Newcastle Basketball lodged an application late last year to build the Hunter Indoor Sports Centre on Wallarah and Blackley ovals in Turton Road, prompting a backlash from nearby residents, Lambton High School parents and the sports clubs that use the fields.
City of Newcastle staff, NSW Office of Sport representatives and Wallsend MP Sonia Hornery visited the former council tip in Astra Street, Shortland, last week to gauge its suitability as an alternative site.
A council spokesperson said on Wednesday that the landfill site was being remediated through to 2030 in line with NSW Environment Protection Authority regulatory requirements.
"The site's former use as a landfill facility means it is unlikely to be suitable for major development as the landform is unstable, the zoning doesn't allow major development and the site is steep and undulating," a council spokesperson said.
Newcastle Basketball plans to build 12 indoor courts, three of which can be converted to a show court, and parking for 205 cars to replace its dilapidated stadium at Broadmeadow.
The association received $25 million in NSW government funding in 2019 for a new stadium, but rising constructions costs mean the grant will pay for only a first stage of six courts.
Newcastle Basketball failed in its application for $15 million in funding from the first round of the Commonwealth Growing Regions Program announced in May.
The council spokesperson said the state government had advised that "it is not possible to retain the facility within its Hunter Park sporting precinct".
"The Office of Sport and Newcastle Basketball approached City of Newcastle in 2022 to discuss possible sites for the facility in the Newcastle local government area," the spokesperson said.
"As the Office of Sport's grant funding does not provide for purchasing land, the criteria for sites included public ownership (either council-owned or Crown land), minimum land size to cater for the facility, appropriate site zoning and proximity to existing transport infrastructure.
"The only site that met the criteria is Wallarah Oval, which is Crown land under City of Newcastle's care and control."
The Newcastle Herald asked the Office of Sport why Hunter Park could not accommodate a new basketball stadium but did not receive a response by deadline.

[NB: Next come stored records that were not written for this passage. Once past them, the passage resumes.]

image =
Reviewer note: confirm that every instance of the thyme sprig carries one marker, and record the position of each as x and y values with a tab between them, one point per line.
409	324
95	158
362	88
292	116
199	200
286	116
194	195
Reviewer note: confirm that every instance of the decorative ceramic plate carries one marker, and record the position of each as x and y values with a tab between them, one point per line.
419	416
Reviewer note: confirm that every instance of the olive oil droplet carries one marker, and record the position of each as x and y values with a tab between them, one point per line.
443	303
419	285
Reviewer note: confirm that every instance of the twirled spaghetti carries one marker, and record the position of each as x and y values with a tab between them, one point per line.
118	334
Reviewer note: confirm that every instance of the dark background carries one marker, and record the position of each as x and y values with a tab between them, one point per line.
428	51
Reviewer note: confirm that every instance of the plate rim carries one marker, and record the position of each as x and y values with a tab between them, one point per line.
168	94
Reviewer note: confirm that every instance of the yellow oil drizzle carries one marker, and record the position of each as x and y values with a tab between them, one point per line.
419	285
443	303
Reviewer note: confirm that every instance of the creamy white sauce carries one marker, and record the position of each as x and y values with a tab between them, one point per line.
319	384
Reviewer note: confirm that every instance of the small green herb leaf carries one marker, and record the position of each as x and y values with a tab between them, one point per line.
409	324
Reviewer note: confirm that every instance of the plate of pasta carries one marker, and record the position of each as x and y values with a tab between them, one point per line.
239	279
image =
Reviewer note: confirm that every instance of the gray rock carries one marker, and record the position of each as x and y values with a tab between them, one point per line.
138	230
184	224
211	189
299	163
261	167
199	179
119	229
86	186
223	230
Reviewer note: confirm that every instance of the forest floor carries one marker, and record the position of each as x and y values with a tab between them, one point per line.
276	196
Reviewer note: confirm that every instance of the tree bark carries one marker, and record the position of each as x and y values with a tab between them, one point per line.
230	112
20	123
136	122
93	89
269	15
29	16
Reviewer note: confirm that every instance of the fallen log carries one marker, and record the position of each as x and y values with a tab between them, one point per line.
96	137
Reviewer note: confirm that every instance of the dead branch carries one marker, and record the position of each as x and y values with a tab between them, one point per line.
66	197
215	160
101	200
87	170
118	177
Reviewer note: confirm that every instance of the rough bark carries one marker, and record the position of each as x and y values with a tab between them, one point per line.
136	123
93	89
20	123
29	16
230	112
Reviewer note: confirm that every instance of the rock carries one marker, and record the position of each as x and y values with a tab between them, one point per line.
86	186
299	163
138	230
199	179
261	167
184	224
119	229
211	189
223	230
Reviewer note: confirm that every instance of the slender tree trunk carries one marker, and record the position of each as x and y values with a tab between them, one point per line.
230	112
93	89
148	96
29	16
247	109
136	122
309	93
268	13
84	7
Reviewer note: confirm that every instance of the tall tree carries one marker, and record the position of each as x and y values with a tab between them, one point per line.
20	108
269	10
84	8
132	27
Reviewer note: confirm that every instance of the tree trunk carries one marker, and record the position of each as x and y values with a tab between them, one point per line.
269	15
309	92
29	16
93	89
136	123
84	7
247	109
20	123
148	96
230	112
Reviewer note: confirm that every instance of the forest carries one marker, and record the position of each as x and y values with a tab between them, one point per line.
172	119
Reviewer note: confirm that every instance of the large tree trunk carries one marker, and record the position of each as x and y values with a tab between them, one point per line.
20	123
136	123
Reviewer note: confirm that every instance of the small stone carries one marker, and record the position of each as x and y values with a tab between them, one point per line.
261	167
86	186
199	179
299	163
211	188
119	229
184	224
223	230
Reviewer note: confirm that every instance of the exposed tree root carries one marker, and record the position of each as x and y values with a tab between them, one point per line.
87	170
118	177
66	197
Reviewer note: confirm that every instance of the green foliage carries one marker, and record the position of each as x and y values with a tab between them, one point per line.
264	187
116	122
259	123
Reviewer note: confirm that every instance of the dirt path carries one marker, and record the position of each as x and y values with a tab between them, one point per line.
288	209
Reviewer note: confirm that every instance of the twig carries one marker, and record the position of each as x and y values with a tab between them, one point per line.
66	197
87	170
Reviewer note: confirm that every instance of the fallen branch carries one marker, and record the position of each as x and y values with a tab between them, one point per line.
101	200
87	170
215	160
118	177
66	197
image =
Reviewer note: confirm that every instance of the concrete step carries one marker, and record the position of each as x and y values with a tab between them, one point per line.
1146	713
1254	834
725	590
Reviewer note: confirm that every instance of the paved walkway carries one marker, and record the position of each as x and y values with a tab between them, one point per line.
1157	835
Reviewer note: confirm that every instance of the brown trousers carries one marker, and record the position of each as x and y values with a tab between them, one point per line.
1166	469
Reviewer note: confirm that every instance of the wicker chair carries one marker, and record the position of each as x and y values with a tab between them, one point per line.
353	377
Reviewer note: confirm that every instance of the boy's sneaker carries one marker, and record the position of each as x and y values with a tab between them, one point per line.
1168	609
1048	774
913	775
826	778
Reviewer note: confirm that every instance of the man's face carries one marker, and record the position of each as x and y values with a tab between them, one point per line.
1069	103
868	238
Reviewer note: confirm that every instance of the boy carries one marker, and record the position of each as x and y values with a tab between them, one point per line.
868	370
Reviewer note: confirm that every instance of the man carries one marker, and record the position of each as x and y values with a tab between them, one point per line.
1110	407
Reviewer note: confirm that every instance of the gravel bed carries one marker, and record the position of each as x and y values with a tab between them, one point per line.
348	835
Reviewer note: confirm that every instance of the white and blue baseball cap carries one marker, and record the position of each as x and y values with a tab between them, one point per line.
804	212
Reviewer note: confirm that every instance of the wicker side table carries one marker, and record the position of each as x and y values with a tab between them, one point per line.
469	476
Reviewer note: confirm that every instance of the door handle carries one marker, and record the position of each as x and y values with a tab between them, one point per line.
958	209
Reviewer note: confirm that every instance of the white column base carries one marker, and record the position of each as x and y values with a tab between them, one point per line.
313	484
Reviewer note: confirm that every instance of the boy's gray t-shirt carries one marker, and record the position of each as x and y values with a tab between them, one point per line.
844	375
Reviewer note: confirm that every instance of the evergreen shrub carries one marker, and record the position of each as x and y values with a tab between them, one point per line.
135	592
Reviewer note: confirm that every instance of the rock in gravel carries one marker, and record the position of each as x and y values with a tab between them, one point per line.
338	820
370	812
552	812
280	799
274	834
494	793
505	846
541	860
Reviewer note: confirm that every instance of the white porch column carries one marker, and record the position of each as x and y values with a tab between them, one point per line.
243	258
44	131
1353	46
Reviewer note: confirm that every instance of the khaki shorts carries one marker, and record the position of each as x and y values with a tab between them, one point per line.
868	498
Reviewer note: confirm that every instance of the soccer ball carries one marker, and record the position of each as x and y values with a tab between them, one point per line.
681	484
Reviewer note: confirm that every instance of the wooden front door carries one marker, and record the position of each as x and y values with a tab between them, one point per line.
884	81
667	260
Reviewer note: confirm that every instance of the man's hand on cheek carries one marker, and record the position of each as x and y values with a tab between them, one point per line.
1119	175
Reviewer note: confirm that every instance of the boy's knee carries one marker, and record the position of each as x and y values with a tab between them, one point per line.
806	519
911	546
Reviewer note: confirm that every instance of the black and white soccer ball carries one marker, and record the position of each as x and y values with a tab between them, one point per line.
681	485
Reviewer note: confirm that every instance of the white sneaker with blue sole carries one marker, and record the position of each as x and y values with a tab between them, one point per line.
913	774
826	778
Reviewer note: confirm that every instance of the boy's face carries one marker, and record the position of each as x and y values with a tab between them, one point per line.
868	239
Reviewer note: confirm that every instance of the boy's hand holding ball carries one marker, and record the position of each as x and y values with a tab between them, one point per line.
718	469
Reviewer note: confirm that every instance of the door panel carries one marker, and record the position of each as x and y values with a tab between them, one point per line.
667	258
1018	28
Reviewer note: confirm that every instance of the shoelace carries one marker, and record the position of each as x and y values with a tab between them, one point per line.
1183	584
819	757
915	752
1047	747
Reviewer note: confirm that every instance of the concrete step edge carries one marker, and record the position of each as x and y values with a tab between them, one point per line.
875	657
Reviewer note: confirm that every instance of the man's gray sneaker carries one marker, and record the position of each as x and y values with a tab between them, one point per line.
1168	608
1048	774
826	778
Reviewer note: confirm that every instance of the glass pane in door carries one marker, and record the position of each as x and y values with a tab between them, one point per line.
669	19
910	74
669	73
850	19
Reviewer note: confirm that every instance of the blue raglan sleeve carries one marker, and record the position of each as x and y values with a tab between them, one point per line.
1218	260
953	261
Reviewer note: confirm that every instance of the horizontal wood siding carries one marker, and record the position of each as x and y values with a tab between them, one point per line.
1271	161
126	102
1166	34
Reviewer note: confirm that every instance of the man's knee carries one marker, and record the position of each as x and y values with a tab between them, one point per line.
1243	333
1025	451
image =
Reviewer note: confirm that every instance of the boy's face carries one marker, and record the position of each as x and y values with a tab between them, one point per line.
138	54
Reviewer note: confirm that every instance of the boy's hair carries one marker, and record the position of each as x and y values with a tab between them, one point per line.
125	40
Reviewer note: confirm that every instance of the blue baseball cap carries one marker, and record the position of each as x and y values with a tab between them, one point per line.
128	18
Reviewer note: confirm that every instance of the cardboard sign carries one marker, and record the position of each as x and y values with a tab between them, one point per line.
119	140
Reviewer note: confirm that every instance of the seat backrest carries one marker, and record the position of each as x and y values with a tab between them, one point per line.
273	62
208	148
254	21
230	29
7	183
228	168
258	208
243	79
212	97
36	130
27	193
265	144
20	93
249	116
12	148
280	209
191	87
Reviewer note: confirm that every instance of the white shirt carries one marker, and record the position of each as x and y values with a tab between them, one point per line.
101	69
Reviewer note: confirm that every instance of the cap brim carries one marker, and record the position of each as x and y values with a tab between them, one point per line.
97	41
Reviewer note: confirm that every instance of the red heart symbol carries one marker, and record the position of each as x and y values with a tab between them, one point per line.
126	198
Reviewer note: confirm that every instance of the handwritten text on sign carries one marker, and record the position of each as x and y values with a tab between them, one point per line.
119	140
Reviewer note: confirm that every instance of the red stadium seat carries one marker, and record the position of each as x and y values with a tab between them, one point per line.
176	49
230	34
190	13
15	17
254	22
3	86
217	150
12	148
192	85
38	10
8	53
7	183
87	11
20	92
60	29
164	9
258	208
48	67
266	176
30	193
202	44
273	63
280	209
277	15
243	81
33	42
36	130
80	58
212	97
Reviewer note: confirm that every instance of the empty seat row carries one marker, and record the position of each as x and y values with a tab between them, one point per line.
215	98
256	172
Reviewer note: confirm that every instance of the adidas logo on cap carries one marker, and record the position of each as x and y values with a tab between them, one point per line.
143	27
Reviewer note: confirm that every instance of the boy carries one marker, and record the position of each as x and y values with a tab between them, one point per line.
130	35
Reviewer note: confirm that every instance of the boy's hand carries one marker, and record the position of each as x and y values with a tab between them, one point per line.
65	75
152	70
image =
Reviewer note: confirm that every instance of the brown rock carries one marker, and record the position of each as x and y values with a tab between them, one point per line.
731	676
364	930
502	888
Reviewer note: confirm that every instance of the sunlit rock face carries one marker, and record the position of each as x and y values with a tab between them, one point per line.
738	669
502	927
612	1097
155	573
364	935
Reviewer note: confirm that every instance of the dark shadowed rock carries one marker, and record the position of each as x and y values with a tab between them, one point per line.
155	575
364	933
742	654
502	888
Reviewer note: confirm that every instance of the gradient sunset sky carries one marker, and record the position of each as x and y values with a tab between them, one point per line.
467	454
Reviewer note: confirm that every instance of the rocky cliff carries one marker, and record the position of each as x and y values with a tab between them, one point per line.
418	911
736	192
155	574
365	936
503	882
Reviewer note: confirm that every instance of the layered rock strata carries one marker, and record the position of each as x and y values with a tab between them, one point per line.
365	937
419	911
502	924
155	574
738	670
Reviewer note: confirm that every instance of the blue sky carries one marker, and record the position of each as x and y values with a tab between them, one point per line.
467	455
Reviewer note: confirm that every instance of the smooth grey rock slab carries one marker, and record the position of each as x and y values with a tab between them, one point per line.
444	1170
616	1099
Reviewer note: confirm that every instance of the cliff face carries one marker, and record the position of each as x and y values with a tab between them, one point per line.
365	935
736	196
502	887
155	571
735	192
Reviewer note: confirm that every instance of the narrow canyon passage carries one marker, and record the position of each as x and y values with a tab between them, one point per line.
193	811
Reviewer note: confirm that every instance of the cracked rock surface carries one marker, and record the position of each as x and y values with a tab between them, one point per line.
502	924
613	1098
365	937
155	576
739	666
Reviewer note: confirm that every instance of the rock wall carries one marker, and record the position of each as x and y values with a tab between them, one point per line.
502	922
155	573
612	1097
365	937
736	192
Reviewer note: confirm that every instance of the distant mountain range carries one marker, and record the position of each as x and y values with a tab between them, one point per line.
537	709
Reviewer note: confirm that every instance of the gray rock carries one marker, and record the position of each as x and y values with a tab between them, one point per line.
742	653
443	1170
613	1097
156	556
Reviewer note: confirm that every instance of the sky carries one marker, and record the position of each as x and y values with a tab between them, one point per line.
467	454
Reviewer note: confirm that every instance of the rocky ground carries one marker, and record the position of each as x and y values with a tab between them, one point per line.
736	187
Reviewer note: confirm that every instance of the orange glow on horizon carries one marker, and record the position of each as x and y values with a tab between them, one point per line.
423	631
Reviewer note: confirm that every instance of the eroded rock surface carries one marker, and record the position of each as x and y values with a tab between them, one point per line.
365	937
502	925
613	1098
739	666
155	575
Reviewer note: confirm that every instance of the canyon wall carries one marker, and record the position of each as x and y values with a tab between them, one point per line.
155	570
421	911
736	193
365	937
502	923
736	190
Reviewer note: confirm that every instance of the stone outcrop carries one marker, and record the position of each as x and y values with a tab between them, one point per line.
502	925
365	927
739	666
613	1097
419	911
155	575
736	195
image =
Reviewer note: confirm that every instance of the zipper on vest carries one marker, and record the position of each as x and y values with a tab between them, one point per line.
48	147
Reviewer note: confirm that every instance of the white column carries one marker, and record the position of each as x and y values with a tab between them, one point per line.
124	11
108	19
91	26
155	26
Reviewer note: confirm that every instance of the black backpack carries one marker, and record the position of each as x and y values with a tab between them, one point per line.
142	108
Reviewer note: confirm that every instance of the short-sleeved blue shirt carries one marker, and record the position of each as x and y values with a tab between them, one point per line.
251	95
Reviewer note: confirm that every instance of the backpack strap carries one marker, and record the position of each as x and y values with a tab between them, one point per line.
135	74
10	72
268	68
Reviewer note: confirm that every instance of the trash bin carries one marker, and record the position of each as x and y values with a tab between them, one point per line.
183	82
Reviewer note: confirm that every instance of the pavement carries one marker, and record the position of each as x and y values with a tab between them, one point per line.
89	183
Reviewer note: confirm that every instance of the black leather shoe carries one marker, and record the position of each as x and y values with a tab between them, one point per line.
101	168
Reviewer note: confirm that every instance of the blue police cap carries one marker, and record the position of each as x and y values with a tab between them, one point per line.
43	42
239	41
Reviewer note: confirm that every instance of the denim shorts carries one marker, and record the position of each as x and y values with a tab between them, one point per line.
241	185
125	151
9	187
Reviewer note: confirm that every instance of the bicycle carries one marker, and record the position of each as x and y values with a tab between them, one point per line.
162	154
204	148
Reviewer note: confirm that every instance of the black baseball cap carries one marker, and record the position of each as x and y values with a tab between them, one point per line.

The council said it supported Newcastle Basketball's efforts to find a new home but had raised concerns about parking, traffic and flooding issues at the New Lambton site "which need to be quantified and addressed through the development application process".
The association's drawn-out search for a new home has the potential to delay the government's push for high-rise housing on the existing basketball stadium site.
The Young Road site is one of three the government has identified for high-priority land rezonings to allow for apartment towers under the Broadmeadow "place strategy".
The basketball centre land, which is owned by the government, has the tallest proposed height limits of the three redevelopment sites with potential for 40-storey buildings.
Newcastle Basketball general manager Matt Neason told the Herald last year that the association would have to operate from both the Broadmeadow centre and the new stadium until it had enough funding and development approval for the full project.
Mr Neason left Newcastle Basketball in May.
The Newcastle Falcons NBL1 teams will continue to play out of the 53-year-old Broadmeadow stadium until a new show court is built, which Mr Neason said would take at least five years unless the association received more funding.